I can't wait to read the comments on this one.





Georgetown County, South Carolina — Attorneys representing the family of a man fatally shot in February by a Hemingway police officer released the dashcam footage from the shooting. Video shows former Hemingway police officer Cassandra Dollard, 52, slipped and fell before fatally shooting Robert Junior Langley, 46. On Feb. 6, Dollard saw a silver car traveling west on Andrews Street in Hemingway and failed to stop for a stop sign, according to a police report. Dollard wrote that she activated her lights but Langley continued to drive away, failing to stop for a red light at the intersection of West Broad Street and North Main Street. The video, shows the vehicle chase coming to an end after Langley’s vehicle ran off the road and crashed into what appears to be a utility pole. After some attempted communication, it shows officer Dollard approaching the vehicle and ultimately shooting Langley as he tried to exit through a passenger door. The video also shows her attempt CPR on Langley as she tells him EMS is en route. Officer Dollard, 52, was taken into custody Feb. 9 on the manslaughter charge after an investigation conducted by SLED. She was released from jail the following day on $150,000 bail.


----------



## Hush (Feb 1, 2009)

Lt Thunder Thighs. I'm sure she's a real peach to work with, carries her own weight and all.


----------



## RodneyFarva (Jan 18, 2007)

I was thinking about dubbing the Benny Hill music over the footage.


----------



## USAF286 (May 20, 2011)

What a disgrace...on a related note this reminded me of whoever came up with the function that kills the audible siren when the cruiser is placed in park is a genius. 

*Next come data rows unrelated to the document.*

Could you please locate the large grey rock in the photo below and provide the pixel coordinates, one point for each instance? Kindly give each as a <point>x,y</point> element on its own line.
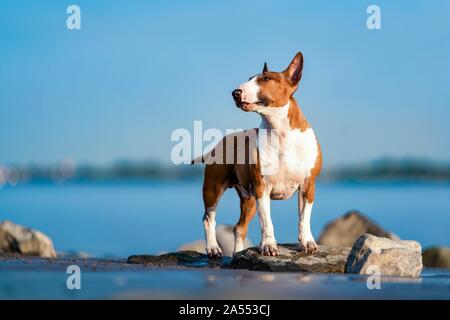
<point>290,258</point>
<point>345,230</point>
<point>436,257</point>
<point>22,240</point>
<point>225,238</point>
<point>392,257</point>
<point>174,259</point>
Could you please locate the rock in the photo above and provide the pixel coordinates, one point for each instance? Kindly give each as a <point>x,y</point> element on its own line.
<point>345,230</point>
<point>179,258</point>
<point>327,259</point>
<point>436,257</point>
<point>22,240</point>
<point>197,246</point>
<point>392,257</point>
<point>225,238</point>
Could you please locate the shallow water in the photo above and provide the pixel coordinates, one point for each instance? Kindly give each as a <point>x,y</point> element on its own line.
<point>46,279</point>
<point>120,219</point>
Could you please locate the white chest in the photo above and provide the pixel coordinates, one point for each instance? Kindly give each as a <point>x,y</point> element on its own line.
<point>290,159</point>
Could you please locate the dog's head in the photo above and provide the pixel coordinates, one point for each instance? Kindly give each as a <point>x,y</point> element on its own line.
<point>269,88</point>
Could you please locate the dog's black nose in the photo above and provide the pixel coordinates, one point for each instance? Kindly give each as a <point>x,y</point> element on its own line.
<point>236,93</point>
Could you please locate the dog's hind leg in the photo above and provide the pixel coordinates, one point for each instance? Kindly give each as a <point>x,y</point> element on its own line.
<point>213,188</point>
<point>305,204</point>
<point>248,211</point>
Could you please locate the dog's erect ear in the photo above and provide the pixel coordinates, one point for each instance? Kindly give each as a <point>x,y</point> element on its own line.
<point>294,71</point>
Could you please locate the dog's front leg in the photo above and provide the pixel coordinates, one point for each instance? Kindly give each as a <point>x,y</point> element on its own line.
<point>268,244</point>
<point>305,237</point>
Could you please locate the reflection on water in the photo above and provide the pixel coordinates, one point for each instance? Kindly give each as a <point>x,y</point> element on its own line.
<point>134,218</point>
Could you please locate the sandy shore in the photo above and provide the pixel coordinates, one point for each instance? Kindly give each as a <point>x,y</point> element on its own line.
<point>37,278</point>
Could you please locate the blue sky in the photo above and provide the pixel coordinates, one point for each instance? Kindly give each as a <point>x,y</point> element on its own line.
<point>137,70</point>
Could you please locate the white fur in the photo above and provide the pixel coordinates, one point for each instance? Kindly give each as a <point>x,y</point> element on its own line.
<point>304,225</point>
<point>250,91</point>
<point>297,152</point>
<point>267,232</point>
<point>209,222</point>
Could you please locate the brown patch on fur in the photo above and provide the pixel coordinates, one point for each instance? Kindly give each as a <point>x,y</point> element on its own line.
<point>278,87</point>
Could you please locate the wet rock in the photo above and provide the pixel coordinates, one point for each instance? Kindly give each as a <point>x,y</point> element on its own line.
<point>179,258</point>
<point>436,257</point>
<point>197,246</point>
<point>225,238</point>
<point>390,257</point>
<point>345,230</point>
<point>290,258</point>
<point>17,239</point>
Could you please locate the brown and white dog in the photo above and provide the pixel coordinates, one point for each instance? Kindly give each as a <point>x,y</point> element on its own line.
<point>270,94</point>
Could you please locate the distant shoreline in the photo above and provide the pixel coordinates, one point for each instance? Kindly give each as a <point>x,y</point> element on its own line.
<point>380,171</point>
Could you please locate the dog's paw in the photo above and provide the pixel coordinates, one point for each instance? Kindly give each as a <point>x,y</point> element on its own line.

Sent from my iPhone using Tapatalk


----------



## Kilvinsky (Jan 15, 2007)

This Gal is one in a million. I had wanted to feel bad for her, taking EVERYTHING we saw into account. I'm not longer on her side or even neutral. She seems dangerous.


----------



## Hush (Feb 1, 2009)

Forced diversity, for diversity's sake, will be civilization's downfall. Eventually one of these clowns will be put in charge of nukes or something big.


----------